Sun Kiss 47

Development
- Designer: Philippe Briand
- Location: France
- Year: 1982
- No. built: 315
- Builder: Jeanneau
- Role: Cruiser
- Name: Sun Kiss 47

Boat
- Displacement: 25,353 lb (11,500 kg)
- Draft: 8.83 ft (2.69 m)

Hull
- Type: monohull
- Construction: fiberglass
- LOA: 47.42 ft (14.45 m)
- LWL: 37.25 ft (11.35 m)
- Beam: 14.40 ft (4.39 m)
- Engine: Perkins Engines or Yanmar Yanmar 2GM20 55 hp (41 kW) diesel engine

Hull appendages
- Keel: fin keel
- Ballast: 10,150 lb (4,604 kg)
- Rudder: spade-type rudder

Rig
- Rig type: Bermuda rig
- I foretriangle height: 53.48 ft (16.30 m)
- J foretriangle base: 17.23 ft (5.25 m)
- P mainsail luff: 47.25 ft (14.40 m)
- E mainsail foot: 14.93 ft (4.55 m)

Sails
- Sailplan: cutter rigged sloop
- Mainsail area: 391 sq ft (36.3 m^{2})
- Jib/genoa area: 431 sq ft (40.0 m^{2})
- Spinnaker area: 1,565 sq ft (145.4 m^{2})
- Other sails: genoa: 700 sq ft (65 m^{2}) storm jib: 94 sq ft (8.7 m^{2})
- Upwind sail area: 1,090 sq ft (101 m^{2})
- Downwind sail area: 1,956 sq ft (181.7 m^{2})

= Sun Kiss 47 =

Sailboat class

The Sun Kiss 47 is a French sailboat that was designed by Philippe Briand as a cruiser and first built in 1982.
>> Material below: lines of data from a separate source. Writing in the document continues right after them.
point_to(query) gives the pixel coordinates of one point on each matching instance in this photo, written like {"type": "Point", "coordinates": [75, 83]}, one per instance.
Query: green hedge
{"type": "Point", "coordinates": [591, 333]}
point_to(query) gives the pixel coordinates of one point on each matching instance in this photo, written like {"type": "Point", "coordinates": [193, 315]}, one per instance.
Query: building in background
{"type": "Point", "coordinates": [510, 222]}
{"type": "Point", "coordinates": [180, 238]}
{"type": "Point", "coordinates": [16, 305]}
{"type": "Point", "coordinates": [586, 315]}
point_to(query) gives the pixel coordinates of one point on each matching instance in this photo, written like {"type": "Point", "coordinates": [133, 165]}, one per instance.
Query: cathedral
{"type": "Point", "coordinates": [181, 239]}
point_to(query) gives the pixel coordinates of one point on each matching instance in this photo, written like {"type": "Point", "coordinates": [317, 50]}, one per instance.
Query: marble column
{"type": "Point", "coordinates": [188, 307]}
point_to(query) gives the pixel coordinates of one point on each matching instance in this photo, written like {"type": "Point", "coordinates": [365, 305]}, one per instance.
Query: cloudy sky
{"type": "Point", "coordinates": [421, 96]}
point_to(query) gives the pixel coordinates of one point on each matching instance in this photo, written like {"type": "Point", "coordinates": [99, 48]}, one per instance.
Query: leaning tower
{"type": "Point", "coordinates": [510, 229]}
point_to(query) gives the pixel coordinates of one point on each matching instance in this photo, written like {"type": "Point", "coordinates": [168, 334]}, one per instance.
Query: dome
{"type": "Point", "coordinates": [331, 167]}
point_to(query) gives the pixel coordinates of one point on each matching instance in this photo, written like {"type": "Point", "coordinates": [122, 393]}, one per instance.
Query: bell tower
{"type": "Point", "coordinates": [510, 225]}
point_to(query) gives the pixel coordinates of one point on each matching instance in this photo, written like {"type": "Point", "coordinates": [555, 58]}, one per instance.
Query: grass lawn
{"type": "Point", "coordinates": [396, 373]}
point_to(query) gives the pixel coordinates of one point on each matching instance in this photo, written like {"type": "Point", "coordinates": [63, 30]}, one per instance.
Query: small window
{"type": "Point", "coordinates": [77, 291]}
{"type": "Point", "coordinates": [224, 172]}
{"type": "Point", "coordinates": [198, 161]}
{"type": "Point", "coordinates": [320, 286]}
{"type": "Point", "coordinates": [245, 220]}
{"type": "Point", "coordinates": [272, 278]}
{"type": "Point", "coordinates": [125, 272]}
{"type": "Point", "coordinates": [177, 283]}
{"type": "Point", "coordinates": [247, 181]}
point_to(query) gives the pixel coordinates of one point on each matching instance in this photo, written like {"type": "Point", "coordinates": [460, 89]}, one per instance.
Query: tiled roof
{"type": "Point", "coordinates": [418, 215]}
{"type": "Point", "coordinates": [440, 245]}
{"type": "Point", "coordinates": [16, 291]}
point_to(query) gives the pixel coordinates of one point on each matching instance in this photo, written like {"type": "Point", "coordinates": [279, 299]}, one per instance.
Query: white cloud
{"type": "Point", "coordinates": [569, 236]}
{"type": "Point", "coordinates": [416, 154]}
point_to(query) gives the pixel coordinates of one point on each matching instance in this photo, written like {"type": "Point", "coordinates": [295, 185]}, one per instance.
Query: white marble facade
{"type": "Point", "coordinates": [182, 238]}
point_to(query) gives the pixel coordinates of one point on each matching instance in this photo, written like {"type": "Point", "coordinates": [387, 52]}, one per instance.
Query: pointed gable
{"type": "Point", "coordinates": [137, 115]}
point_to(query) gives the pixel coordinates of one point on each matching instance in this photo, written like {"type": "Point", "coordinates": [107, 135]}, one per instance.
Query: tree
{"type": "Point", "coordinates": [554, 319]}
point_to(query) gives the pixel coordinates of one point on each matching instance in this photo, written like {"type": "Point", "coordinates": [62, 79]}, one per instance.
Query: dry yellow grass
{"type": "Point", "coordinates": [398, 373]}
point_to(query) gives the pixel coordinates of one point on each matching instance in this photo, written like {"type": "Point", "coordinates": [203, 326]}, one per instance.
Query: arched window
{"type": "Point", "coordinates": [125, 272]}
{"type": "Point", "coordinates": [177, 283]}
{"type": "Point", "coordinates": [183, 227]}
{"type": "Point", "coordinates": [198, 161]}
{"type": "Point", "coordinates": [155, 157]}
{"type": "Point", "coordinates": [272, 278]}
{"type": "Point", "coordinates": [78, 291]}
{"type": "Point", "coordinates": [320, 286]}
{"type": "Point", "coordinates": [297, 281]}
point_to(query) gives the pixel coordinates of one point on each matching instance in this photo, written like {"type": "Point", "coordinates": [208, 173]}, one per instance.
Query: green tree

The design is the larger of the two boats that make up the Sun Kiss sailboat range, the other being the Sun Kiss 45. The Sun Kiss 47 is a lengthened version of the Sun Kiss 45.

==Production==
The design was built by Jeanneau in France, from 1982 until 1989, with 315 boats completed.

==Design==
The Sun Kiss 47 is a recreational keelboat, built predominantly of fiberglass, with wood trim. It has a cutter rig, with a deck-stepped mast, two sets of unswept spreaders and aluminum spars with stainless steel wire rigging. The hull has a raked stem, a walk-through reverse transom, an internally mounted spade-type rudder controlled by a wheel and a fixed fin keel, shoal draft keel or optional stub keel and retractable centerboard. The fixed keel model displaces 25353 lb and carries 9039 lb of ballast, while the centerboard version displaces 26455 lb and carries 10141 lb of ballast.
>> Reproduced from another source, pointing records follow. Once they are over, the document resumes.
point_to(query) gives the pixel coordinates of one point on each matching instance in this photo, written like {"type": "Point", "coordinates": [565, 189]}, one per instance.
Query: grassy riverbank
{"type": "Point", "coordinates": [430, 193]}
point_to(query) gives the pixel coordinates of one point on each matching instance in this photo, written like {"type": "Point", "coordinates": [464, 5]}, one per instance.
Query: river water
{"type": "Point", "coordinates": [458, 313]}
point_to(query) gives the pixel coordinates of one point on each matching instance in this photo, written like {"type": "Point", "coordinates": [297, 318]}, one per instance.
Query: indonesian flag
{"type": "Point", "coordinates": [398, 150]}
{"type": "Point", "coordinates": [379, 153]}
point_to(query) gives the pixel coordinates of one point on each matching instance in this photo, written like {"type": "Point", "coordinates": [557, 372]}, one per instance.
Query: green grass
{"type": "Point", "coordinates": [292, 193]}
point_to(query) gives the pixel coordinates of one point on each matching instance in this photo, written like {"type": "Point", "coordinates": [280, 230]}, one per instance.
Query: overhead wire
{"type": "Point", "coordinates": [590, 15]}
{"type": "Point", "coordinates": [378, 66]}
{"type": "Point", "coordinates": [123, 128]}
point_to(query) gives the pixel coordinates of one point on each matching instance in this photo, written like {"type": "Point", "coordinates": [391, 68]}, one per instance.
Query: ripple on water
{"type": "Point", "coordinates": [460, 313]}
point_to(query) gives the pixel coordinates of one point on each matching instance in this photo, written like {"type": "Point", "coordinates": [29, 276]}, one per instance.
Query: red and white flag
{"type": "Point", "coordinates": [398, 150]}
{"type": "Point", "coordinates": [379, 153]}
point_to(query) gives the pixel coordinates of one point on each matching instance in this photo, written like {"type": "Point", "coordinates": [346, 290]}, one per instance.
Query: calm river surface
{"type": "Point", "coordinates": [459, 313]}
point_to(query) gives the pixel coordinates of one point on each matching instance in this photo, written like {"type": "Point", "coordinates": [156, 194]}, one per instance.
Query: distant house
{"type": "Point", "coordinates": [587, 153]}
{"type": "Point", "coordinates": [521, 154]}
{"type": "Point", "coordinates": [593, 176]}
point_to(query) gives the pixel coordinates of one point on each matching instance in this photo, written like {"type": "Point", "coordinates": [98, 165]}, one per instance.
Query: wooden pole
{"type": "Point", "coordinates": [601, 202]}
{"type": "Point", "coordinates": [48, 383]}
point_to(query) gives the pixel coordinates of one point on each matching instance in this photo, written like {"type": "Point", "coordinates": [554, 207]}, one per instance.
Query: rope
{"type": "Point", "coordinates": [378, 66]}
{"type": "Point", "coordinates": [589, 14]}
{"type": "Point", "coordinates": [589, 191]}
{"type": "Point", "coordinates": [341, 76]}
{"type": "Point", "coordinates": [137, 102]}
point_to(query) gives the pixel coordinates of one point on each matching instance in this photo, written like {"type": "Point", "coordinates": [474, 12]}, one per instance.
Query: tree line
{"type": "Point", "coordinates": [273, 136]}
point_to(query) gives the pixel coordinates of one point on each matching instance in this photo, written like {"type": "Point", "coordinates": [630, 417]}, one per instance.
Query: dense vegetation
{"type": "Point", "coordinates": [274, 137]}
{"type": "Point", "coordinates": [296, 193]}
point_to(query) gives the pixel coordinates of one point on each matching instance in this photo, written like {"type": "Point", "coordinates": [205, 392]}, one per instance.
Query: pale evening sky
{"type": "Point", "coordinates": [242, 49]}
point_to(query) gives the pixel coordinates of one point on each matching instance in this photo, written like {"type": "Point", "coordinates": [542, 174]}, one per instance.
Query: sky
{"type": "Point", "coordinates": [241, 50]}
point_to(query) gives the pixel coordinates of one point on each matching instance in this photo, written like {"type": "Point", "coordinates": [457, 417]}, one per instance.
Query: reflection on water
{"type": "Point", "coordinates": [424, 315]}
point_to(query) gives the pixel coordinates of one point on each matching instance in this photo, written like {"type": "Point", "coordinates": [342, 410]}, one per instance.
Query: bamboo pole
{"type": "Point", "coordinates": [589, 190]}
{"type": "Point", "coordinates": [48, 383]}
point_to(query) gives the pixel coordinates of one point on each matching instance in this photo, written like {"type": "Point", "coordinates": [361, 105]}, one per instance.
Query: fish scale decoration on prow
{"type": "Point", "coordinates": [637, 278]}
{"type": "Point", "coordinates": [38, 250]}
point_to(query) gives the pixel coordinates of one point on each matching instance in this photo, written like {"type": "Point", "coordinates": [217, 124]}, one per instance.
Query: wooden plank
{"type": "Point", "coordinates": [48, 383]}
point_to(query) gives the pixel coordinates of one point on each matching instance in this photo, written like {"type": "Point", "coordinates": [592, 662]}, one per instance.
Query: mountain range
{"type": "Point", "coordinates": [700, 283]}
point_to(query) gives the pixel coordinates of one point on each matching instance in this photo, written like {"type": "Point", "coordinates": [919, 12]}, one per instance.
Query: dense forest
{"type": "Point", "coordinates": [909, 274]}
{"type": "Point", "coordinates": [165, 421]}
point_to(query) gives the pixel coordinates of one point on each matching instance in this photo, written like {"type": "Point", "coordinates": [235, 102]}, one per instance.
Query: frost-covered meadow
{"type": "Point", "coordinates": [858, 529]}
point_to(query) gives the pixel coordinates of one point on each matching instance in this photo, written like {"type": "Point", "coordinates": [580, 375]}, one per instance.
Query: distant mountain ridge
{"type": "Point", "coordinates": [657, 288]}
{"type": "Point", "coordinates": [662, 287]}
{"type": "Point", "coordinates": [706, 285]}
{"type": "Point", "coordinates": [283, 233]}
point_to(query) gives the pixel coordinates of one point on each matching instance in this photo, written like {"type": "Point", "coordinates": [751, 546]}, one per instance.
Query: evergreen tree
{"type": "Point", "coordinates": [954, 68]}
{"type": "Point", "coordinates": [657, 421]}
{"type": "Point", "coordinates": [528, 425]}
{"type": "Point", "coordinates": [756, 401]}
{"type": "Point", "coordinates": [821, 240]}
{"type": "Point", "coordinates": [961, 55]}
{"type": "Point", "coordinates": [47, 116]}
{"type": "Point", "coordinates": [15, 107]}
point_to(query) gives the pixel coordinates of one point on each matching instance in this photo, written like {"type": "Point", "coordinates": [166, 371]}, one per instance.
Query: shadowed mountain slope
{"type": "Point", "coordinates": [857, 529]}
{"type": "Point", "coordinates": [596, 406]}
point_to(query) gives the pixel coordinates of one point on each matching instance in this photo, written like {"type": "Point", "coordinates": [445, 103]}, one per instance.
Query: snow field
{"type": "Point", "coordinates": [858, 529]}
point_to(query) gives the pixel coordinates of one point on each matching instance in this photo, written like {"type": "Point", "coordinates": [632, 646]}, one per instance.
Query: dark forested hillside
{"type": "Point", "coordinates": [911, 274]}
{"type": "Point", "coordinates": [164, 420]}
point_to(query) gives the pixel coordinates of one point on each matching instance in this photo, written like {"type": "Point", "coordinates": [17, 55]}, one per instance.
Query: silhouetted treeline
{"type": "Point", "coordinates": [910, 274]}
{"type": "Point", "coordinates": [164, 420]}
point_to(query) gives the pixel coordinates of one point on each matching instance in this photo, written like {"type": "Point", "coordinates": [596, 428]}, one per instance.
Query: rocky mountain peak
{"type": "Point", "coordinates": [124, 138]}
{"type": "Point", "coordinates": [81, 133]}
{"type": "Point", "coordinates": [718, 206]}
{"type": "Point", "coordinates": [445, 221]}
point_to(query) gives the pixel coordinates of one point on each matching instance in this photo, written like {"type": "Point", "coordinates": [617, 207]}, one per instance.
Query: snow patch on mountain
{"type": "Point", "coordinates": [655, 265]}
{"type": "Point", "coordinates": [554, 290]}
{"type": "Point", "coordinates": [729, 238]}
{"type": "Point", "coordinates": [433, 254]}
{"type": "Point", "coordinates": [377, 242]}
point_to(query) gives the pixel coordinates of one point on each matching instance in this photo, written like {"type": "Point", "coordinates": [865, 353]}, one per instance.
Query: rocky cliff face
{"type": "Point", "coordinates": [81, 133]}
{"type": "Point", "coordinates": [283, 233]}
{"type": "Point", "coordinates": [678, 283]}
The keel-equipped version of the boat has a draft of 8.83 ft, the shoal draft version of the boat has a draft of 6.92 ft, while the centerboard-equipped version has a draft of 8.8 ft with the centerboard extended and 5.0 ft with it retracted, allowing operation in shallow water.

The boat is fitted with either a British Perkins Engines or Japanese Yanmar diesel engine of 55 hp for docking and maneuvering. The fuel tank holds 56 u.s.gal and the fresh water tank has a capacity of 153 u.s.gal.

The design has sleeping accommodation for up to eight people, with a double berth in the forward cabin or an option of two bow cabins. There is an L-shaped settee and a straight settee in the main cabin and two aft cabins, both with double berths. The galley is located on the starboard side amidships and is equipped with a two-burner stove, ice box and a double sink. A navigation station is aft of the galley, on the starboard side. There are two heads, one just forward of the bow cabin in the forepeak and one centered aft, along with separate sinks in each aft cabin. Cabin maximum headroom is 77 in.

For sailing downwind the design may be equipped with a symmetrical spinnaker of 1565 sqft.

The design has a hull speed of 8.18 kn.